Hi Juergen,
I now understand better what you meant. If we get accepted for this
year's GSoC, I hope you have time to make a screenshot (or at least we
can mark up the ASCII art with the right tags so the browser will not
screw it up. My e-mail reader did.)
I personally think that LyX handles ERT (TeX) insets and footnotes
pretty well. Short ERT is just like a long word in text, and I
personally don't mind long insets starting on a new line as I would
write corresponding LaTeX code in the same style.
But there are probably cases where the user experience can be improved.
Also, I hope that this year some good students will come up with their
own (feasible) project ideas!
Jürgen Spitzmüller wrote:
Cyrille Artho wrote:
However, I have to admit I was confused about the "3-box drawing". It is
not clear what it should accomplish and how it really should look like.
What is a "UX flaw"?
User Experience flaw.
How is it possible to break up an inset into three
parts (this does not make sense for figures and tables, and only limited
sense for things such as minipages... which cases did you have in mind)?

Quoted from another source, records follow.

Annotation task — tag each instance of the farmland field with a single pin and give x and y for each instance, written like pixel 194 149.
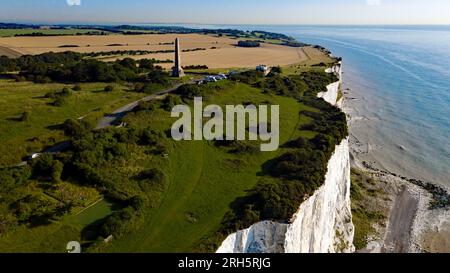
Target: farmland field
pixel 216 52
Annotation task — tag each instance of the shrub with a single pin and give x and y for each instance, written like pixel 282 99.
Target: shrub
pixel 109 88
pixel 25 116
pixel 249 43
pixel 77 88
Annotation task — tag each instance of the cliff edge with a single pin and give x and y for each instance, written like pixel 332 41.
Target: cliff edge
pixel 322 224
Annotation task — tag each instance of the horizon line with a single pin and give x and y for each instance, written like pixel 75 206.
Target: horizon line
pixel 205 24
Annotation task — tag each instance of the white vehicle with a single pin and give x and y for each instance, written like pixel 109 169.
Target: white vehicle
pixel 210 79
pixel 221 76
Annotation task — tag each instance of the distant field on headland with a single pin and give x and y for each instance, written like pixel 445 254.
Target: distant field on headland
pixel 215 52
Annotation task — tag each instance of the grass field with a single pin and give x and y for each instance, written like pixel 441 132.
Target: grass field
pixel 13 32
pixel 204 179
pixel 22 137
pixel 220 52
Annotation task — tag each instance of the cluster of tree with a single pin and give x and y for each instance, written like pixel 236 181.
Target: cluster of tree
pixel 195 67
pixel 249 43
pixel 189 91
pixel 194 49
pixel 60 98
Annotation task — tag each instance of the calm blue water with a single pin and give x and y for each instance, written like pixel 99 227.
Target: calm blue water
pixel 399 98
pixel 400 77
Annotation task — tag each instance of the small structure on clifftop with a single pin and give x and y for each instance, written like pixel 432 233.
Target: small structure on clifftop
pixel 177 69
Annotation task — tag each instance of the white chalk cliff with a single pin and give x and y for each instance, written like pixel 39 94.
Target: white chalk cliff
pixel 322 224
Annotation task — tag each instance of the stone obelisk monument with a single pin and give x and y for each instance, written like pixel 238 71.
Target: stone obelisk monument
pixel 177 69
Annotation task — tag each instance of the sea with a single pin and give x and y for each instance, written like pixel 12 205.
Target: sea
pixel 397 87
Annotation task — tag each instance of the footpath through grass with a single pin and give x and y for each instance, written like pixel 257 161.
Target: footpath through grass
pixel 19 138
pixel 204 179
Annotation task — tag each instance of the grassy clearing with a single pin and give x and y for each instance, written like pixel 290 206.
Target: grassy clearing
pixel 204 179
pixel 22 137
pixel 13 32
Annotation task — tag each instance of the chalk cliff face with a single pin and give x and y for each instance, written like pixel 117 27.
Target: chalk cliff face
pixel 322 224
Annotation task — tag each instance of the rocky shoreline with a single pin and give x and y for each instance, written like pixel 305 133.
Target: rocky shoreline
pixel 419 211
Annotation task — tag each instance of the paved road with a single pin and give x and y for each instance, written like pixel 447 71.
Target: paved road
pixel 115 117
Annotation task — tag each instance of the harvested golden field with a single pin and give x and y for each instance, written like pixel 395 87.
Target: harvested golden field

As written: Character styles, footnotes, TeX Code and such things. Content
that is embedded in the line but longer than one line.
In the end, we could easily add a flag to insets which do not want 3-box-
drawing (such as boxes and floats).
It also said that the three boxes have to be provided "manually", which
is again a hassle for the user if that's the case. Or was the idea to
manually implement a set of use cases for different insets?
I don't understand where you refer to.
Maybe an actual screenshot of Fig. 1 there would help (and, time
permitting, a mock-up of Figure 2).
I don't have time for this.
Regards,
Jürgen
--
Regards,
Cyrille Artho - http://artho.com/
Those who will not reason, are bigots, those who cannot,
are fools, and those who dare not, are slaves.